COLUMBUS, Ohio (WCMH) — Ohio’s lone Republican senator said Monday that he will not join efforts in Congress to challenge the results of the Electoral College.
Sen. Rob Portman said in a statement, “I plan on honoring that oath by supporting the state certifications and the will of the people. I will vote to certify in accordance with my duty under the Constitution.”
A group of Republicans in Congress are expected to challenge the result of the 2020 presidential election on Wednesday, a date when Congress normally meets to approve the results from each state in the Electoral College ahead on the inauguration on Jan. 20. President Donald Trump, since losing to Democrat Joe Biden in November, has pushed several initiatives to challenge and overturn the result.
One of Trump’s supporters has been Rep. Jim Jordan of Ohio, who has said that he will help in efforts to challenge Electoral College results in the House of Representatives.
Rep. Bob Gibbs of Ohio also said he would object to the certification of the Electoral College for certain states, although he did not say which states.
“I believe state judiciaries and state executive offices overstepped their authority in a handful of states,” Gibbs said in a statement. “Based on my reading of federal code, Congress has the authority to deem whether electors were appointed in accordance with state election law.”
Portman said he will not join the efforts just as he did not in 2005, when Democrats challenged the results in Ohio after John Kerry lost to President George W. Bush, a Republican.

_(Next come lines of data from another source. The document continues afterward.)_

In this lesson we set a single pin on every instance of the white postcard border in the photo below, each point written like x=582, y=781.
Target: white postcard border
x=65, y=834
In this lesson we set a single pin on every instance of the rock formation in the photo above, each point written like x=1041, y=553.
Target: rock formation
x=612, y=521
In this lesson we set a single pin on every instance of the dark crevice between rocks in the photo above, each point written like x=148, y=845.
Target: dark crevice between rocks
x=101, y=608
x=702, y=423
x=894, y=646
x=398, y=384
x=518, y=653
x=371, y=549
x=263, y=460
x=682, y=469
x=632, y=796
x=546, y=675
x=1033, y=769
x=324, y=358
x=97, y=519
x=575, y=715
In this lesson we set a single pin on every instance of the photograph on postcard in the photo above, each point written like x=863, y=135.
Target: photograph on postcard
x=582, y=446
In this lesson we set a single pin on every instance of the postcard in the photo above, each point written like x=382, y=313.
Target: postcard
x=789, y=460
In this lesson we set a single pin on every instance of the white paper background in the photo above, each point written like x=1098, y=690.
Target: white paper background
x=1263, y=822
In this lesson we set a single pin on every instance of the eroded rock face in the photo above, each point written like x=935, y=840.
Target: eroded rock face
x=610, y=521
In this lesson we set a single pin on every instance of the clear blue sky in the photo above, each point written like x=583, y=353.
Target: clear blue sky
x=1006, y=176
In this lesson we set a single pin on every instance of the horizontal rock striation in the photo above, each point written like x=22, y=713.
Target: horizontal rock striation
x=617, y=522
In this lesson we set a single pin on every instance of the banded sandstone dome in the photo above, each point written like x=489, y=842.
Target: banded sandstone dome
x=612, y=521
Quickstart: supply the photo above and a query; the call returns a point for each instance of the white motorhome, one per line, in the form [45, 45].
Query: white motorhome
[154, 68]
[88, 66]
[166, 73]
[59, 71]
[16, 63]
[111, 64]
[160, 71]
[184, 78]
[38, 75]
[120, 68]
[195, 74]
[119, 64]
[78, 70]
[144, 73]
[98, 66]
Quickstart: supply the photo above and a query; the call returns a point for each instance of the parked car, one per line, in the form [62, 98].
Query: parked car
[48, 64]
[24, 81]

Here is Portman’s complete statement:
“The Constitution created a system for electing the President through the Electoral College that ensures the people and the states hold the power, not Congress. I cannot support allowing Congress to thwart the will of the voters.Sen. Rob Portman
“I voted for President Trump, campaigned for him as one of his Ohio co-chairs, and believe his policies are better for Ohio and America. Like nearly half the country, I was disappointed in the election results. Following the election, I supported the Trump campaign’s right to pursue recounts and legal challenges. There were instances of fraud and irregularities, as there are in every presidential election, and those who engaged in that conduct should be prosecuted to the full extent of the law. But after two months of recounts and legal challenges, not a single state recount changed a result and, of the dozens of lawsuits filed, not one found evidence of fraud or irregularities widespread enough to change the result of the election. This was the finding of numerous Republican-appointed judges and the Trump Administration’s own Department of Justice. Every state has now weighed in and certified its electoral slate based on its vote and the process set out in the Constitution.
“I understand that despite these findings and the state certifications, many Americans believe the election was unfairly decided and, as I noted, there were instances of fraud and irregularities that occurred. For these reasons, for the past several weeks I have advocated that Congress should establish a blue ribbon bipartisan panel on election integrity that would provide transparency into issues in the 2020 election, and recommend best practices for the next election.
“The process in Congress on January 6 is based on a federal law that allows Congress to consider objections to a state’s certification of its electors. If both a member of the House and a member of the Senate object to a state’s certification of electors, it requires a Congressional vote on whether to reject that state’s electors. This vote has only happened twice in the 133 years since Congress enacted this statute, and Congress has never voted to uphold a challenge. It is an extreme remedy because, counter to the Constitution, it allows Congress to substitute its judgment for the judgment of the voters, and for the judgment of the states that certified the results.
“The only time this was attempted in the past 70 years was in 2005 when Democrats objected to the electors from my home state of Ohio, hoping to give the presidency to John Kerry instead of George W. Bush. I stood in opposition to Democrats then, saying Congress should not ‘obstruct the will of the American people.’ I was concerned then that Democrats were establishing a dangerous precedent where Congress would inappropriately assert itself to try to reverse the will of the voters. I cannot now support Republicans doing the same thing. Over the course of my public service career I have taken the same oath on numerous occasions, swearing to preserve, protect, and defend the Constitution of the United States. I plan on honoring that oath by supporting the state certifications and the will of the people. I will vote to certify in accordance with my duty under the Constitution.”